Full-moon-shaped cakes
Round, full-moon–shaped cakes made from pounded sticky rice and black sesame are common among the Co Tu, Ta Oi, Bru–Van Kieu, and Pa Co. The Co Tu call their version a zuh, while the Van Kieu call it a deep man. At festivals – ancestor worship, weddings, harvest celebrations, and the Lunar New Year – a yoh cake is always present. The ingredients are sticky rice, black sesame, and rock salt, but the process is meticulous. Only strong women have the stamina to wield the pestle and pound the sticky rice.

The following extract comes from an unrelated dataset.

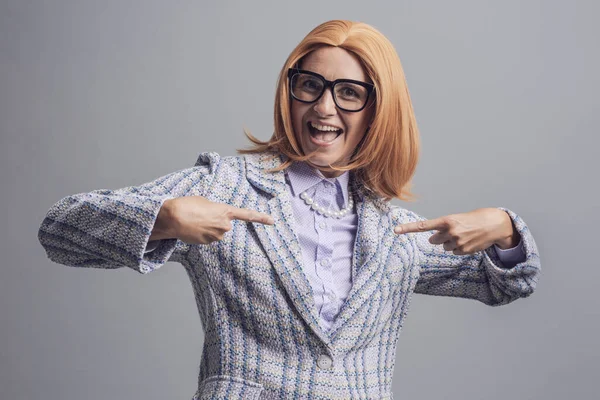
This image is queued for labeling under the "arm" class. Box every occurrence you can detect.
[38,153,219,274]
[403,207,541,306]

The rice is washed, drained, and steamed over a charcoal fire. Black sesame seeds are mixed with salt and dry-roasted until fragrant. After the sticky rice is cooked, it is placed in a mortar and pounded while the ground sesame is gradually added. To ensure the cake is smooth and chewy, the pounding must be constant and steady. When the pulverized rice grains and sesame have formed a dark paste, the mixture is spread by hand onto a bronze, aluminum, or bamboo tray and molded into a round, full shape like the moon. A small bamboo knife is used to cut it into pieces. Best eaten fresh, a yoh is chewy with the sweetness of upland sticky rice and the gentle aroma of black sesame. Locals often take a few pieces as sustenance when heading into the forest or fields.
Cakes of love
These fragrant sticky rice cakes are indispensable offerings and essential for wedding ceremonies among many ethnic groups. For those in the Co Tuic language group, a cuot is known as the cake of love, always present at traditional weddings. According to Co Tu customs, only the bride’s family prepares a cuot to serve to guests and present as gifts to the groom’s family. Among the Van Kieu, the bride’s family must bring a yoh cakes and xan (dresses) to the groom’s house for the ceremony to send their daughter to her new home.
This cake is always prepared in pairs: the larger represents the man, the smaller the woman. During the wedding ceremony, the bride and groom share the cakes to symbolize their union as husband and wife.
Made from simple ingredients yet rich in meaning, these fragrant, chewy sticky rice cakes have become a distinctive element of the culinary culture of the ethnic groups living in the majestic Truong Son Range.